CHAPTER XX
THE RISE OF SIR EDWARD CARSON
“The question I put to myself is this: In the years of failure, where have we gone wrong? What are the mistakes we have made? What has been the root cause of our failure? The Lord Chancellor was perfectly frank so far as the Unionists were concerned. He said, indeed, that he was still a Unionist, but he had come to the conclusion that the maintenance of the Union was impossible. What lesson have we who have been Home Rulers to draw from the past? I think the mistake we made in the beginning was that we did not sufficiently realise the absolute necessity of taking into consideration the feeling of Ulster.”
These notable words were spoken by Viscount Grey of Falloden in the debate in the House of Lords on the Partition Bill on 24th November 1920. A more remarkable vindication of All-for-Ireland principles and a more utter condemnation of the egregious folly of our opponents it is not possible to imagine, coming especially from so clear and calm-minded a statesman as the former Liberal Foreign Secretary. The root principles upon which Mr O’Brien and his friends proceeded from the start were that success was to be had by making an Irish settlement depend, in the first place, upon the co-operation of a million of our Protestant countrymen, and next by enlisting the co-operation of both British parties, instead of making the Irish Question the exclusive possession of one English Party. These two principles are now universally acknowledged to be the wise ones, yet when we were urging them in the Home Rule debates we could find no support from the Liberal-Irish cohorts, and although we sedulously devoted ourselves to urging a non-party programme and the conciliation of the Protestant minority—about which all parties are now agreed—we only received vilification and calumny for our portion.

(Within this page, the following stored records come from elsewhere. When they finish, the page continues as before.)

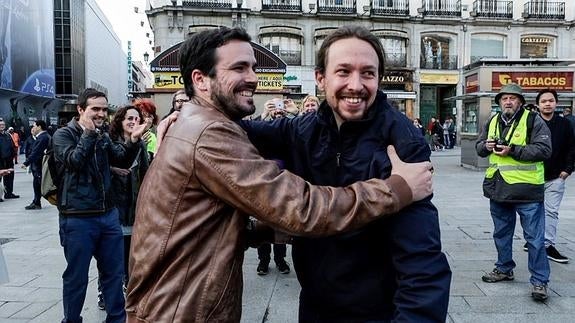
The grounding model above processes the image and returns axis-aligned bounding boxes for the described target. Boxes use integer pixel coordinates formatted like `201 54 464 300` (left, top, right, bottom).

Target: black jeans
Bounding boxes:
258 243 286 263
0 157 14 198
32 169 42 205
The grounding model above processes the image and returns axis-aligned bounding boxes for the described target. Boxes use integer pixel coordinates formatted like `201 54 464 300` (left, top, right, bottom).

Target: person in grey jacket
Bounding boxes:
52 89 145 323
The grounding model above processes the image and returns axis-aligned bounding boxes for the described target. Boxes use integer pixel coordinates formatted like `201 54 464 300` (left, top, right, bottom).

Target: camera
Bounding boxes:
491 138 507 152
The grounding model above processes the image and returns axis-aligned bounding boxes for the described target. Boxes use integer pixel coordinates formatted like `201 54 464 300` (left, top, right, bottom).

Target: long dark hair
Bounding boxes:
110 105 144 141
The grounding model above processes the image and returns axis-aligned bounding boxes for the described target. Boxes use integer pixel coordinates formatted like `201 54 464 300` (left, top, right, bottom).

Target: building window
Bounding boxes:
379 37 407 67
260 34 302 65
471 34 507 63
521 35 555 58
420 34 457 70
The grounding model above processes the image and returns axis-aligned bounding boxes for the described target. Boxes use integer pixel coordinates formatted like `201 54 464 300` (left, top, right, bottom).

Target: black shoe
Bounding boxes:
276 259 291 274
531 285 549 302
98 293 106 311
257 261 270 276
481 268 515 283
24 203 42 210
545 246 569 264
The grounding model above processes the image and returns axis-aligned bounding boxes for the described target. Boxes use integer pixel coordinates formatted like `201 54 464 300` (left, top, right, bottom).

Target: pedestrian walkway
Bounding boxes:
0 148 575 323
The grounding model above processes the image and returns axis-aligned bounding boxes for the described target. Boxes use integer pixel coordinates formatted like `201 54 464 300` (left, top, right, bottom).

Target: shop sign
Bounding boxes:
258 73 284 91
154 72 184 89
491 72 573 91
521 37 552 44
381 71 412 84
419 73 459 84
465 74 479 93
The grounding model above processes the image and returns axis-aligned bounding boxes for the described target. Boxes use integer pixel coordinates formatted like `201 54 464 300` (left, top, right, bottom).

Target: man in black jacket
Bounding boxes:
536 89 575 263
53 89 145 323
241 26 451 323
0 118 20 202
24 120 52 210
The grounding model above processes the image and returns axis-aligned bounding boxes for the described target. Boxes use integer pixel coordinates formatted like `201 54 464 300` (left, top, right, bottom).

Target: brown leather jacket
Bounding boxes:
126 104 412 323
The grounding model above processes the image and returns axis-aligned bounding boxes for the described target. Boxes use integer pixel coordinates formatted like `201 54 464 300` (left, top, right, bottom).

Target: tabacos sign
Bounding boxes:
491 72 573 91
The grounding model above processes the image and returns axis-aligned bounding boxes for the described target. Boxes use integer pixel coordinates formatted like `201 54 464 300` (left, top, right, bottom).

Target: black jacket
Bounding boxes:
24 131 52 172
543 115 575 181
52 119 134 217
240 92 451 322
0 131 16 159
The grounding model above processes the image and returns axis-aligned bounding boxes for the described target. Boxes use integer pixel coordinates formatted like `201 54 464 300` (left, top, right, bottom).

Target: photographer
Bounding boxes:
475 83 551 301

Great play is being made by distinguished converts within the past few years of Dominion Rule as if they were the discoverers of this blessed panacea for Ireland’s ills, but it is proper to recall that the All-for-Ireland Party specifically proposed Dominion Home Rule in a letter to Mr Asquith in 1911 as the wisest of all solutions. Scant attention was paid to our recommendation then and it is not even remembered for us by the protagonists of a later time. In all our efforts to conciliate Ulster and to allay the alarms it undoubtedly felt owing to the growth and aggressiveness of the Catholic Order of Orangeism, we never received encouragement or support from the Government or the Irish Party. On the contrary, they denounced as treason to Ireland the proposal made by us that for an experimental term of five years the Ulster Party, which would remain in the Imperial Parliament, should have the right of appeal as against any Irish Bill of which they did not approve, the decision to be given within one month. This, we held, would have been a more effectual safeguard than any proposed since to satisfy Irish Unionists that legislative oppression would have been impossible.